We try hard to avoid breaking changes like this, but the engineering trade-offs were clear. This change was first introduced in the 1.7 release line, which we never marked stable specifically because of this incompatibility. If you're currently on 1.6.x, plan your upgrade path accordingly.
Deprecation cleanup
Since we're already making a breaking change, we took the opportunity to clean up some long-deprecated items:
- Controller-managed links (replaced by router-managed links in v0.30.0)
ziti edge create identity <type>(identity types other than router were removed in v0.30.2)- Terminator create/update/delete events (superseded by entity change events in v0.28.0)

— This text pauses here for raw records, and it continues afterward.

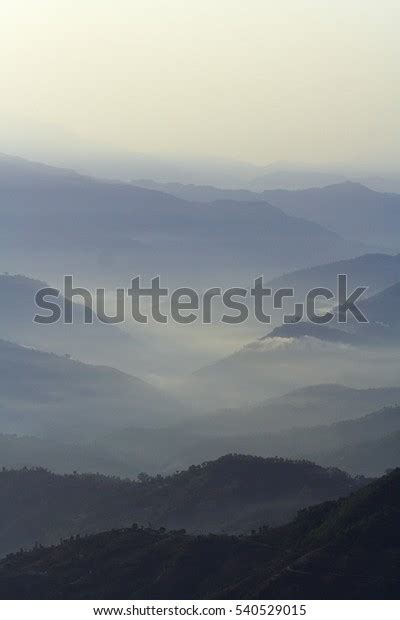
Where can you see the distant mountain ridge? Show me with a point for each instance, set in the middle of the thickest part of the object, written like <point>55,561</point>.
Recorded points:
<point>234,493</point>
<point>51,396</point>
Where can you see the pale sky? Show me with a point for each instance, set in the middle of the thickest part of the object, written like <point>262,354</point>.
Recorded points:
<point>255,80</point>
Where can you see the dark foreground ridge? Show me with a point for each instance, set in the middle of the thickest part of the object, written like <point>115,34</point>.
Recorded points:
<point>233,494</point>
<point>348,548</point>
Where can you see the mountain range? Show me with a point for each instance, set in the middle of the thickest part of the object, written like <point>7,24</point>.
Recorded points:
<point>345,549</point>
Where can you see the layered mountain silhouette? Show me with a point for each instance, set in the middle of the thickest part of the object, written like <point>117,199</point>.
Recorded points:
<point>351,209</point>
<point>344,549</point>
<point>347,208</point>
<point>116,228</point>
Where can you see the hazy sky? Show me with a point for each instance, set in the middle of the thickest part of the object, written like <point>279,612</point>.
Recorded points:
<point>256,80</point>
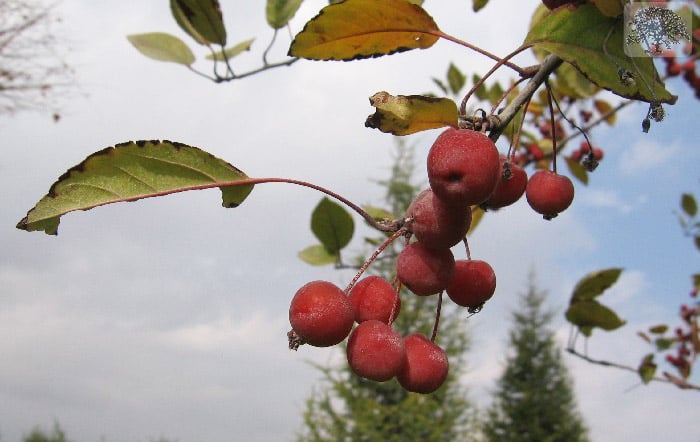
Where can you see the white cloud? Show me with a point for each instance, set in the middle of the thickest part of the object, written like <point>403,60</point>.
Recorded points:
<point>606,198</point>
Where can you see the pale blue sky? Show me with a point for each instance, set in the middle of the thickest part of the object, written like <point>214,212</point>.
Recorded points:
<point>168,316</point>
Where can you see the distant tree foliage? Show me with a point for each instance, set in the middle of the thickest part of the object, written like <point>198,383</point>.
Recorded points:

xgress_edge_tunnelv1 (replaced by v2 in v0.30.x)- Integer-form service policy filter types (use
type = "Dial"/type = "Bind"instead)
If you're running a recent 1.x release, none of these should be a surprise. If you're upgrading from something older, upgrade to the latest 1.x first.
Additional highlights
A few more things worth noting:
- Generic SPA hosting - the controller's web layer now supports hosting arbitrary single-page applications via
binding: spa, so you can serve your own UIs alongside ZAC - Multiple DNS upstreams - the tunneler can fan out recursive queries to several upstream resolvers in parallel
- Routers provide richer error context to SDKs for terminator errors, enabling better retry behavior
- New alert event type for surfacing operational issues to network operators (beta)
- Azure Service Bus event sink for streaming controller events, contributed by @ffaraone
- Bundled ZAC upgraded to 4.0
- Build updated to Go 1.25
Community
Thank you to everyone who contributed to this release, including community members @ffaraone (Azure Service Bus event sink), @dmuensterer (OIDC token refresh fixes), @nenkoru (controller isleader health check endpoint), Jan Starkl (UPDB auth fix), and Mamy Ratsimbazafy (port range fix). Open source works because people show up and contribute. We appreciate every one of you.
What's ahead
With HA controllers in production, OIDC as the default auth path, and the new permissions model in beta, OpenZiti v2.0 is a more capable and more production-ready platform than it's ever been.
We're also building on OpenZiti in new directions. Agora is a zero-trust network for agent-to-agent communication, built on OpenZiti. The LLM Gateway and MCP Gateway bring zero-trust networking to AI infrastructure. These are all open source, all Apache 2.0, and all building on the foundation that v2.0 strengthens.
The full release notes are on GitHub. Try it out and let us know how it goes. And a star on the main repo is always appreciated.
Thank you all, especially those in the community who have helped advance OpenZiti to this point.